I have a requirement where I have to convert the PDF document to HTML5. I do not want to use any available tool achieve this. I want to write my own code to achieve this. Being java developer I have started with iText but I saw that, iText just extract the text from PDF and does not keep the formatting layout on PDF.
Can someone please guide which API i should use to achieve this? below is my high level requirement.
1-Extract the text from the PDF without loosing formatting layout.
2-extract the images if any.
3-Retain the formatting in the newly converted HTML5 page same as that of PDF page.
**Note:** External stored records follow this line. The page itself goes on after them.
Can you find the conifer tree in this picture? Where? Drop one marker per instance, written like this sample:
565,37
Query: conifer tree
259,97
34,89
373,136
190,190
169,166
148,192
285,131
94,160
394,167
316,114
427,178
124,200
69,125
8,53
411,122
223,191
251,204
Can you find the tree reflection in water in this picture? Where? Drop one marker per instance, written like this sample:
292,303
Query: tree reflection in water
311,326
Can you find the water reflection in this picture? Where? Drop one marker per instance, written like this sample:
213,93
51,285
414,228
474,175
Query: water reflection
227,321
I'm confused - you do not want to use any available tool (why? PDF is hugely complicated, do you really want to write all that code yourself?), but you considered using iText? There's a disconnect that you need to resolve for us before we can usefully recommend an approach.
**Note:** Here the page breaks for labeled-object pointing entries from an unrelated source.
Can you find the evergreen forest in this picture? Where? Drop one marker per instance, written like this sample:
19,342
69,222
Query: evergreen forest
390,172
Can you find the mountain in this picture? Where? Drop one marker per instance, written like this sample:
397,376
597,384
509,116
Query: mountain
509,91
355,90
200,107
AFAIK there is no free tool to convert PDF to anything that keeps the formatting. You can use the PDFRenderer project as a basis - it can display PDFs in Swing, so obviously it knows what to do with the formatting information.
Joined: Feb 15, 2011
Thanks Ulf , Sorry for confusion. what I meant that, I do not want to use any paid software. I am looking for any open source java API. I wrote the program by using the iText, but it just extract text from PDF.
Joined: Mar 22, 2005
As I said, I'm unaware of any free tool that extracts layout information from PDFs. If you are prepared to put a lot of work into it, you can go the route I suggested with the PDFRenderer source code.